@John: I was thinking about your \\(\mathrm{Cat}/X\\) example in #14 – I can see how it works, and how it generalises both equivalence relations on \\(X\\) (ie groupoid preorders with object set \\(X\\)) and monoids (ie categories with object set \\(\mathbf{1}\\)).

However, it struck me that \\(\mathrm{Cat}/X\\) is a kind of awkward category whose definition necessarily involves talking about identity of objects (ie a necessary evil, if you like!). It looks a bit like the comma category \\((\mathrm{Obj}\downarrow X)\\), where \\(\mathrm{Obj}\\) and \\(X\\) are functors from \\(\mathrm{Cat}\\) to \\(\mathrm{Set}\\), but that resemblance is misleading - the coproduct in that category is straightforward - we just put the two \\(X\\)-labelled categories side-by-side.

This makes me think that the "alternating, inductive" construction arises from merging objects. The crucial point is that we have a red arrow, and a blue arrow, then we merge the red target with the blue source. This creates a new composable pair, red-then-blue.

We see this in isolated form in the standard counterexample of a functor whose "image" is not a category.
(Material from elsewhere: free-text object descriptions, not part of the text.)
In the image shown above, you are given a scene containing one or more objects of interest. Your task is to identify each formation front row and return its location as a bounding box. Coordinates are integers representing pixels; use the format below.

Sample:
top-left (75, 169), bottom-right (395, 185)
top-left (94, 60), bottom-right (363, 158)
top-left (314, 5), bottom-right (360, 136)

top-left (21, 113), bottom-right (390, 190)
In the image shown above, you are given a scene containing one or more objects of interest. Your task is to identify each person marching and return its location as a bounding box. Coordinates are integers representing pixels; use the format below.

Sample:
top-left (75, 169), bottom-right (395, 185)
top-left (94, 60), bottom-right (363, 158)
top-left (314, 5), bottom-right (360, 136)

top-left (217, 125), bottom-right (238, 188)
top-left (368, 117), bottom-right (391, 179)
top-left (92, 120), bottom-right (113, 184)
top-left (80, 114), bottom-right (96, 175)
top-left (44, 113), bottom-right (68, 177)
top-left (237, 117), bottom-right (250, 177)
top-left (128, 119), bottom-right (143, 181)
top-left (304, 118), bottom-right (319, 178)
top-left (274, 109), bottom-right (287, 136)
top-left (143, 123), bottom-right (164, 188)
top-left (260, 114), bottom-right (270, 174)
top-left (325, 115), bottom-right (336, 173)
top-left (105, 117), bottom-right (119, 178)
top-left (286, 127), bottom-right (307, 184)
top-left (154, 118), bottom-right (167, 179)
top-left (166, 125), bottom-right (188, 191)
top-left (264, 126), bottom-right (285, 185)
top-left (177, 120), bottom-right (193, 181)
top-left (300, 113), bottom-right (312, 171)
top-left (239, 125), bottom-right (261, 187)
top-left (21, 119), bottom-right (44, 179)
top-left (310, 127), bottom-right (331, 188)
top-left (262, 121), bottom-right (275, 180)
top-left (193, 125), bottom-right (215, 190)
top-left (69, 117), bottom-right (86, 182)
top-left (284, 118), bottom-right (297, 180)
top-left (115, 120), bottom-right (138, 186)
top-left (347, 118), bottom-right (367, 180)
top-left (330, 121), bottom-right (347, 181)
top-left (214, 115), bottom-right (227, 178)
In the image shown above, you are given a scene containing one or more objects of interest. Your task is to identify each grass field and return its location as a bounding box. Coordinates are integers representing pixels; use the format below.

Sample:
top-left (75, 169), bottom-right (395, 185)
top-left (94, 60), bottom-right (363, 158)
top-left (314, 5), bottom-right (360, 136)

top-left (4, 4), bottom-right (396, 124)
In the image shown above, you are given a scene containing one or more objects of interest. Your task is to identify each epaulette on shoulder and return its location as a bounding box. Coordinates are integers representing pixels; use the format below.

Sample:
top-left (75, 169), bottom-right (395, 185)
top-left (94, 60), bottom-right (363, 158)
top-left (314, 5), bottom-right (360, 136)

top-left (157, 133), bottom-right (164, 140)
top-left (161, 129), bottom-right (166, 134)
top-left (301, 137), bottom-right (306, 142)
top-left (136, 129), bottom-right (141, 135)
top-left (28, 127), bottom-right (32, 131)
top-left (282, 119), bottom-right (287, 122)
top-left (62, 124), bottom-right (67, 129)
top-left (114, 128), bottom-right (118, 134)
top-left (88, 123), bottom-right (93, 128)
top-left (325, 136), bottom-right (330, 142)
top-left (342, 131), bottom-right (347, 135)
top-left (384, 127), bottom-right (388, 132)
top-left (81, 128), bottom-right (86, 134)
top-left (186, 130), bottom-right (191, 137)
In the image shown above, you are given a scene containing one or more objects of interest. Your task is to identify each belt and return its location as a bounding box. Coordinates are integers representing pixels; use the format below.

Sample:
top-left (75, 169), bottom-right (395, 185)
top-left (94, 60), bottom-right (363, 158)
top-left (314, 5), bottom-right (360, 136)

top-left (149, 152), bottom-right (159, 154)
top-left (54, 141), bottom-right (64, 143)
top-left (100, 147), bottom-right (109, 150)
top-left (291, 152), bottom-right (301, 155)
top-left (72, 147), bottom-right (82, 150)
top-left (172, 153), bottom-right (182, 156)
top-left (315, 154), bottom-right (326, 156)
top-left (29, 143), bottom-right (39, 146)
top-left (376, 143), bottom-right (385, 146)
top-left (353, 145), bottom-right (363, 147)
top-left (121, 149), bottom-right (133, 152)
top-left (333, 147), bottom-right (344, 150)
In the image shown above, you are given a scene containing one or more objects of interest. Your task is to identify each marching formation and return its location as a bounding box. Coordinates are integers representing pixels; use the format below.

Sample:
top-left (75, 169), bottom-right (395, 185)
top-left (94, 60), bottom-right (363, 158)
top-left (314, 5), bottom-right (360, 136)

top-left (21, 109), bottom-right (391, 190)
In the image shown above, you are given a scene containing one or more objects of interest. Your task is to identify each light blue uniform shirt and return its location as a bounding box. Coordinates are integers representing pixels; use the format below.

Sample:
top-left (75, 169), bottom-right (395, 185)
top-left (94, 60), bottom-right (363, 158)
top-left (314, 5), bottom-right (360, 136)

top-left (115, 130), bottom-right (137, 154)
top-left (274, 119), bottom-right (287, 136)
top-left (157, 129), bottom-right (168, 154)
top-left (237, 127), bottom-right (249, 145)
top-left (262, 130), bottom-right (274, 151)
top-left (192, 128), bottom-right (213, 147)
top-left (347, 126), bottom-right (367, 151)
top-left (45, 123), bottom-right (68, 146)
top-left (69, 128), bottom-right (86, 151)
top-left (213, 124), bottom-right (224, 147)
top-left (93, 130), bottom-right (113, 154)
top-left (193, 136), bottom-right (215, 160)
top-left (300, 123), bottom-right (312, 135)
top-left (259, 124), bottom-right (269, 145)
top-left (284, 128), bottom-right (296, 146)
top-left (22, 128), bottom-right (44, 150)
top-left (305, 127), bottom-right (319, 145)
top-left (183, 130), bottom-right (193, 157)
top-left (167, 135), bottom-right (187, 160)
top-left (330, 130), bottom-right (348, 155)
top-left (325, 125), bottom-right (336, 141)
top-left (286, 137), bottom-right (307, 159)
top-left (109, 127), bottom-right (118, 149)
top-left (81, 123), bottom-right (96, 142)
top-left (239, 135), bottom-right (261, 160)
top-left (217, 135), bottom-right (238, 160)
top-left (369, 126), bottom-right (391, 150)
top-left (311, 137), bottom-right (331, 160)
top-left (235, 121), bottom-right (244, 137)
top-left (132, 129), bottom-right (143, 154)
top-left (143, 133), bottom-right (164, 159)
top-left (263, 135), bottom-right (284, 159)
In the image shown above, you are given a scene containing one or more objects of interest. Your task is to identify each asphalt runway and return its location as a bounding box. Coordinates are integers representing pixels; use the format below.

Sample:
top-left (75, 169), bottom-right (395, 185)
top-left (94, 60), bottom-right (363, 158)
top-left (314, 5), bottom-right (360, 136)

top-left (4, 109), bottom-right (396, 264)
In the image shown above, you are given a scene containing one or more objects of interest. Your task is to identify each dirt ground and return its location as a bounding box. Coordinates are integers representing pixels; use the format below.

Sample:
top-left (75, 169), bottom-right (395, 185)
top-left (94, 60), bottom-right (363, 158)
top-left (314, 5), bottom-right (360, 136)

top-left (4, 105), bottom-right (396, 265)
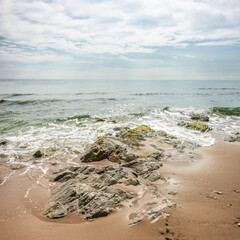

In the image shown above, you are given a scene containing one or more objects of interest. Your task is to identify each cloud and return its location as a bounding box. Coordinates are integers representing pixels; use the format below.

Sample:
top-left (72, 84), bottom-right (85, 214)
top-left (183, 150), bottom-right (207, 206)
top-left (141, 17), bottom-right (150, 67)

top-left (0, 0), bottom-right (240, 79)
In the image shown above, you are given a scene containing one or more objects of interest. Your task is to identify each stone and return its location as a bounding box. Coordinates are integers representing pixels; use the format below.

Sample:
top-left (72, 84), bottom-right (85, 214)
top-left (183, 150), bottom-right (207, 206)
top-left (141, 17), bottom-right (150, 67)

top-left (34, 150), bottom-right (43, 158)
top-left (213, 190), bottom-right (223, 195)
top-left (191, 114), bottom-right (209, 122)
top-left (123, 157), bottom-right (163, 180)
top-left (81, 137), bottom-right (138, 163)
top-left (129, 213), bottom-right (145, 225)
top-left (168, 191), bottom-right (177, 195)
top-left (81, 138), bottom-right (115, 162)
top-left (0, 140), bottom-right (8, 145)
top-left (124, 178), bottom-right (140, 186)
top-left (147, 171), bottom-right (162, 182)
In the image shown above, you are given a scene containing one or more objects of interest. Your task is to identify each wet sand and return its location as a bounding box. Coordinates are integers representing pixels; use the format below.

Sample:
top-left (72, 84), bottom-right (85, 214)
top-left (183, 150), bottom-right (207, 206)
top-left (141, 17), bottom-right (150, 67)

top-left (0, 141), bottom-right (240, 240)
top-left (163, 141), bottom-right (240, 239)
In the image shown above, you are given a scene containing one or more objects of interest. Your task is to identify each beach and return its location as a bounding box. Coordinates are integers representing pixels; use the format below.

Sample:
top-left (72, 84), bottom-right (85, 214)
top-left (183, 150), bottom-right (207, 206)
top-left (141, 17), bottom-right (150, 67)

top-left (0, 80), bottom-right (240, 239)
top-left (0, 139), bottom-right (239, 240)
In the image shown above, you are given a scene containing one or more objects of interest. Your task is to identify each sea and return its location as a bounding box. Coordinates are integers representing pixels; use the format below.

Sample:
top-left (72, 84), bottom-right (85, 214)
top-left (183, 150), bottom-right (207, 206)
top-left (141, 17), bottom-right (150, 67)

top-left (0, 79), bottom-right (239, 178)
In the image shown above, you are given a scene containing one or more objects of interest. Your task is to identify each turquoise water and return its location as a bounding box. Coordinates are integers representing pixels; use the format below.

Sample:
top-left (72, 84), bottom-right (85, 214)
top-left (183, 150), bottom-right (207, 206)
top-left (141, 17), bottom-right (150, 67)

top-left (0, 80), bottom-right (239, 170)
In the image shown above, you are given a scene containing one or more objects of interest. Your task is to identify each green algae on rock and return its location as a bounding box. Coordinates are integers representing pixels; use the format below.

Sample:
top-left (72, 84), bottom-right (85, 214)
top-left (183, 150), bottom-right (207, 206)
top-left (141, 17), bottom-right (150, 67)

top-left (178, 121), bottom-right (212, 132)
top-left (120, 125), bottom-right (154, 140)
top-left (95, 117), bottom-right (106, 122)
top-left (67, 114), bottom-right (91, 120)
top-left (213, 107), bottom-right (240, 116)
top-left (186, 122), bottom-right (212, 132)
top-left (130, 113), bottom-right (145, 117)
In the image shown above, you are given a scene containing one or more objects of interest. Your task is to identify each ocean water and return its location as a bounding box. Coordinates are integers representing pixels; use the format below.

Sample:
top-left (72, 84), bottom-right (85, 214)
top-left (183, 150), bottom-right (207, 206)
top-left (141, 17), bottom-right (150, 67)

top-left (0, 80), bottom-right (239, 174)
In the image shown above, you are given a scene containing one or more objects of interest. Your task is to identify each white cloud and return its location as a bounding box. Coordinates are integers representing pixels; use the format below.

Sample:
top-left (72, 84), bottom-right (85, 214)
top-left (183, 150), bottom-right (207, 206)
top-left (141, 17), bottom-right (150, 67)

top-left (0, 0), bottom-right (240, 59)
top-left (0, 0), bottom-right (240, 80)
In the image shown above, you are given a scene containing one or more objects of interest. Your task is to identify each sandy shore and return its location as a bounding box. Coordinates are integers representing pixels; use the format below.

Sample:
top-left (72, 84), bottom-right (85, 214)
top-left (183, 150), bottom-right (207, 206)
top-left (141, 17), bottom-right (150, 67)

top-left (0, 141), bottom-right (240, 240)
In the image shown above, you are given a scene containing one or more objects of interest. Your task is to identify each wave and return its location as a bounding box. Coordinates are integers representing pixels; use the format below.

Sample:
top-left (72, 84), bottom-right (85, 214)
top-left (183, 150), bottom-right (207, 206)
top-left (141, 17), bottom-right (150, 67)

top-left (1, 99), bottom-right (62, 106)
top-left (75, 92), bottom-right (113, 95)
top-left (198, 88), bottom-right (239, 90)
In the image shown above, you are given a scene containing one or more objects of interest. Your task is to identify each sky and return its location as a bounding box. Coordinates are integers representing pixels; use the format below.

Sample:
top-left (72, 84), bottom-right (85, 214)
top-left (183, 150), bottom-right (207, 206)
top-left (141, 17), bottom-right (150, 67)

top-left (0, 0), bottom-right (240, 80)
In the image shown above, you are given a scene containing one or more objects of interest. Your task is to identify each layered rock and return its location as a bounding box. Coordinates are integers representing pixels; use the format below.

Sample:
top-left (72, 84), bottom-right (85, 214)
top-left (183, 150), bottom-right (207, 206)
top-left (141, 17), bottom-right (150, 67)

top-left (81, 137), bottom-right (138, 163)
top-left (43, 165), bottom-right (137, 219)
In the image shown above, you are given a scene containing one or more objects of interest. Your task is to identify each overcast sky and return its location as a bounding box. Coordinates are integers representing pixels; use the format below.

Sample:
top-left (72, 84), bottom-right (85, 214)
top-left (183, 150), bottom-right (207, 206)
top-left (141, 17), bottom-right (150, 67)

top-left (0, 0), bottom-right (240, 80)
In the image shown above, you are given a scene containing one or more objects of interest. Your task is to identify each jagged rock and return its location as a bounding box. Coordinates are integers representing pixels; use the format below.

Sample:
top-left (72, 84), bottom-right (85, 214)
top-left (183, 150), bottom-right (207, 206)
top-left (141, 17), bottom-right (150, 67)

top-left (81, 137), bottom-right (138, 163)
top-left (147, 171), bottom-right (162, 182)
top-left (34, 150), bottom-right (43, 158)
top-left (52, 170), bottom-right (77, 182)
top-left (191, 114), bottom-right (209, 122)
top-left (81, 138), bottom-right (116, 162)
top-left (123, 157), bottom-right (163, 180)
top-left (124, 178), bottom-right (140, 186)
top-left (43, 165), bottom-right (135, 220)
top-left (173, 140), bottom-right (200, 150)
top-left (108, 145), bottom-right (138, 163)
Take \\(C\\) with 4 objects and arrows \\(C_0 \rightarrow C_1\\) and \\(C_2 \rightarrow C_3\\), and \\(D\\) with 3 objects and arrows \\(D_0 \rightarrow D_1 \rightarrow D_2\\). We have a functor \\(F : C \rightarrow D\\) such that \\(F(C_0) = D_0\\), \\(F(C_1) = F(C_2) = D_1\\), \\(F(C_3) = D_2\\). Then \\(F(C_0 \rightarrow C_1)\\) and \\(F(C_2 \rightarrow C_3)\\) are composable in \\(D\\), but \\(D_0 \rightarrow D_2\\) is not in the image of \\(F\\). So the full image of \\(F\\) is strictly larger than the image.